There, pouring out of cereal boxes and skittering across non perishables, were more roaches than I’d ever seen gathered in one place in my entire life. They were quick and fat and covered with what looked like powdered sugar, and with their crooked legs and dark eyes they resembled pieces of moving chocolate. Usually, whenever I’d come across a couple roaches nosing through the cupboards, they’d run like hell to get away from me, but not these fellers.

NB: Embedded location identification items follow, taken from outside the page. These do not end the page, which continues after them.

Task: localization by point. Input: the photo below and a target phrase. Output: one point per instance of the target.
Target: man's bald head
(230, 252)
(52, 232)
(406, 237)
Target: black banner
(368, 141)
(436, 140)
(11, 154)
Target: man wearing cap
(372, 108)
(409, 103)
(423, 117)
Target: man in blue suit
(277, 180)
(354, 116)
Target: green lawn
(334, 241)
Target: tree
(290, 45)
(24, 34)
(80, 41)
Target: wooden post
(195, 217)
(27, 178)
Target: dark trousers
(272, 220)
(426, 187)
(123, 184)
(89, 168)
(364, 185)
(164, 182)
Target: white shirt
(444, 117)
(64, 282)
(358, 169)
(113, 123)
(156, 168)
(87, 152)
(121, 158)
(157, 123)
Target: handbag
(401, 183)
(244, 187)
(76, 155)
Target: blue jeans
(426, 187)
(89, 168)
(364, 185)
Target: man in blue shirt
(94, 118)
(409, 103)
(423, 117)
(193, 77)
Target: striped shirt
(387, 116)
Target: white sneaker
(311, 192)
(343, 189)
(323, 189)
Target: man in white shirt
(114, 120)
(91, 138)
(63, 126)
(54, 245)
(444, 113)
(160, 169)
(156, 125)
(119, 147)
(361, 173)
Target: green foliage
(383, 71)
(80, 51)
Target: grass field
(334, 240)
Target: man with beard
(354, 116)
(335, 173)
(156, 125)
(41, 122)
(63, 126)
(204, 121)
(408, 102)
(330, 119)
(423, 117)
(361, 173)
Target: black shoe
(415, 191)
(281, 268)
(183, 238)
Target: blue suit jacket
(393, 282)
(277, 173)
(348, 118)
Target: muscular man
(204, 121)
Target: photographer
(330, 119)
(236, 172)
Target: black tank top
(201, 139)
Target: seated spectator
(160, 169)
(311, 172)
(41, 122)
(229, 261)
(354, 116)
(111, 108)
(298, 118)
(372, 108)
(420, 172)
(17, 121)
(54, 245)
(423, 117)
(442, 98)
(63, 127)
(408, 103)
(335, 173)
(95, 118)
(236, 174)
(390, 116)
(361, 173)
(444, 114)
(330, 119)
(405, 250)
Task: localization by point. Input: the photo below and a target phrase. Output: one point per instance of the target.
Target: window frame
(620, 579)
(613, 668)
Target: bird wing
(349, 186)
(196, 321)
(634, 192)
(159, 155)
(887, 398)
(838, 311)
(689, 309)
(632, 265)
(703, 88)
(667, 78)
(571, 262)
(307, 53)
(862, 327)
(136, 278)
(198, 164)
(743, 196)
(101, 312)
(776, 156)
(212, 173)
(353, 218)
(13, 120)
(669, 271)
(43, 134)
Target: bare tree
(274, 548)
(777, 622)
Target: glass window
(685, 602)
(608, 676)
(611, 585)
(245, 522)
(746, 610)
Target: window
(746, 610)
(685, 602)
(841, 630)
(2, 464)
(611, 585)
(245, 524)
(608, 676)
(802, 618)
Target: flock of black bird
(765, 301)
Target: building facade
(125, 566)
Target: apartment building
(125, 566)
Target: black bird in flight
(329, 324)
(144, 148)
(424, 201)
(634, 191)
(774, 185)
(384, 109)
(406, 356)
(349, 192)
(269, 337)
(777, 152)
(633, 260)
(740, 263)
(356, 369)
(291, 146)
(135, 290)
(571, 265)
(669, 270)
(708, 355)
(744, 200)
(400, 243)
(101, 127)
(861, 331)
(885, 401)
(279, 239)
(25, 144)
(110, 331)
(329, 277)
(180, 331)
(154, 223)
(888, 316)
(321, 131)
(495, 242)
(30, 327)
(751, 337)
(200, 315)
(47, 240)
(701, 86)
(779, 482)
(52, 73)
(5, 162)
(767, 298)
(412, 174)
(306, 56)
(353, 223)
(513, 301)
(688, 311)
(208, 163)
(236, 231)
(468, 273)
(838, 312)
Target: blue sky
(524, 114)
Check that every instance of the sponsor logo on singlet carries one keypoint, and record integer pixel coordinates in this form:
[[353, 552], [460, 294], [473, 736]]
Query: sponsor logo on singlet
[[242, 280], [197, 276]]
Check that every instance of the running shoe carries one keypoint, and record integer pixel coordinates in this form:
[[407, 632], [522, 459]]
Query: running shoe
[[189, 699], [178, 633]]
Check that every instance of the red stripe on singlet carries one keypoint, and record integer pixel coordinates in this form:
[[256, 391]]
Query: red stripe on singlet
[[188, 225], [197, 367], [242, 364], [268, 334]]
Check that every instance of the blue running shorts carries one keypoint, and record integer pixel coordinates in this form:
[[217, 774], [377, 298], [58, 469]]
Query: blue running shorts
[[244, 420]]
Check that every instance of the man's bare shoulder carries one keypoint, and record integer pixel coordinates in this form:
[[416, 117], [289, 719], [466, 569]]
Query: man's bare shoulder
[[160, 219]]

They swarmed in and out of bags of corn starch, stood double-decked on top of one another sniffing at unopened jelly-jar lids, and burrowed their way as deep as they could through paper sacks of packaged sugar. It was like they were organized, and I stood there watching. The noise they made was crisp and brittle, like a cat working its teeth around a yardbird, and I supposed the noise came from the way the bugs were packed in so tight together. Now and then a pair of roaches would light from the shelf and settle on my arm, and though at first only a few were brave enough to leave the sugar shelf, when they realized I was friendly the rest came to call. Some found their way up my shirt, others gamboled about in the forest of my hair, and a few dozen came to form a pointy crown around my forehead. After a while I grew sort of heady with the unbelief of it all. I tried to brush the roaches off with my hand, but it wouldn’t do no good. It was like the critters were made out of air, and my hand brushed right through them. I decided I couldn’t beat them, that there were just too many, and I fell to the floor with my arms at my sides while the roaches covered me over like a pile of dirty laundry. I imagined that when I rose up I might be nothing but a stack of bones, all picked clean by the bugs on top of me, but when I finally stood myself back up I saw that the roaches had gone. I even checked the pantry and they weren’t there either. What’s more, the bags of corn starch and canned goods and packages of sugar looked like they’d never been touched. That was when I realized I had imagined it all, and I reached for my daddy’s fishing knife on the topmost shelf, because I didn’t know what I might imagine next.